There was a pause, and the probe wound its way back into the glove of Nathan’s suit. Probe Completion Status: 0/100 blinked on his helmet, and he snickered audibly.
“You got distracted by my asking about the language and didn’t wind up doing the probing? And now you’ve decided that I’m right about how we should go check out Sulfureflame’s terminal instead of the Caretaker’s. Aren’t I supposed to be the one with ADHD?” He snickered again, unhooking his feet from under the rungs of the tentacle-holds which he’d been using. “Yeesh, one hundred percent ADHD by agent-count and not a single dose of amphetamines around to help us stay on track. That’s great. Or something.”

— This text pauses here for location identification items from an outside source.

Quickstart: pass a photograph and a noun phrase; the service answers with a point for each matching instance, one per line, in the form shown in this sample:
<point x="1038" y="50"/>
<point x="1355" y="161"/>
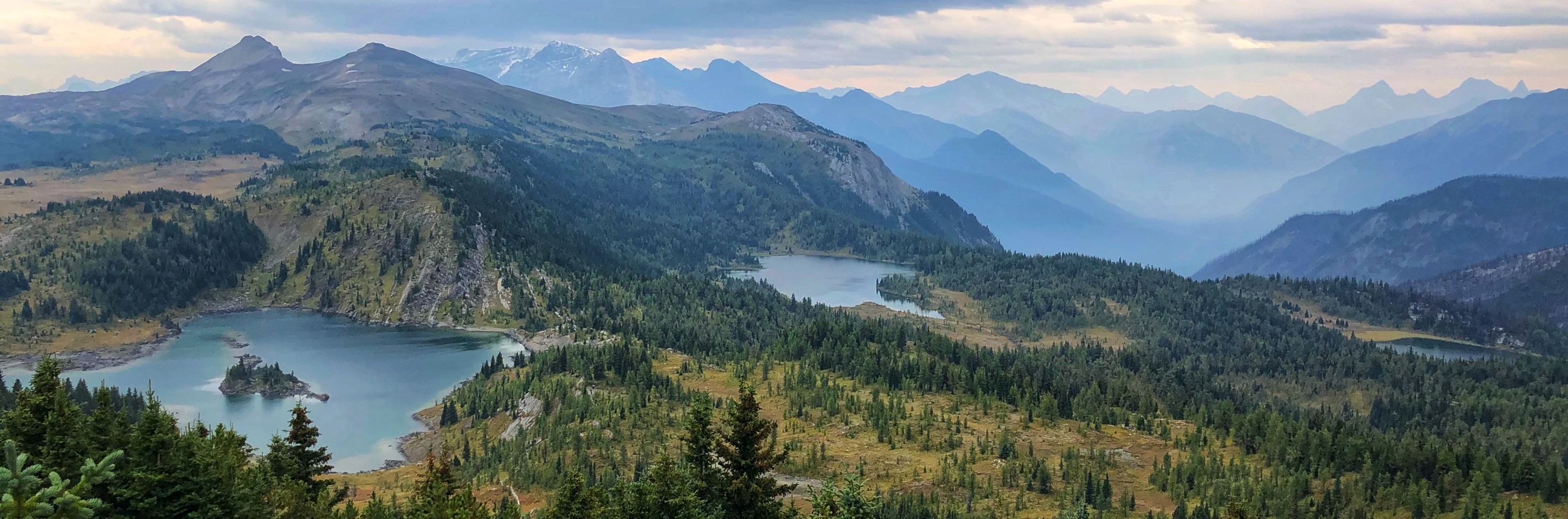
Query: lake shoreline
<point x="132" y="352"/>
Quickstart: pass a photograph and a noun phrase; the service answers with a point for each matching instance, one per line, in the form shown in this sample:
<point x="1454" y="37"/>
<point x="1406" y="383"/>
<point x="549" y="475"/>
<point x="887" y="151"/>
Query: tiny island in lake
<point x="250" y="377"/>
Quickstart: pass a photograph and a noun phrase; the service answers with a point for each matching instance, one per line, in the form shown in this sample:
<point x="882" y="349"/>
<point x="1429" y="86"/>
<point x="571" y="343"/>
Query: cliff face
<point x="380" y="251"/>
<point x="1534" y="283"/>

In this, he was of course correct. In the vastness of the universe he had been reborn into, the universe in which the ancient space station dwelt which was once populated by the benthic cephalopod-analogues he’d begun learning about, things almost entirely not unlike amphetamines did exist—but the mechanisms of their action were just barely, just subtly enough different, or in some cases wildly different, and they did not assist those who might otherwise have benefitted from them in a medical capacity.
Regardless and in addition, the nearest example of such was in a different galactic cluster. Reader: Nathan would not encounter them.
Bereft of their assistance, he would simply have to muddle on, like a narrative that had long lost what little plot had ever been planned for it but which, thankfully, had a bevy of distractions to enable the forgetting of that regrettable fact from time to time.
And in such manner did he float, always carefully, always slowly, towards the Personnel officer’s console.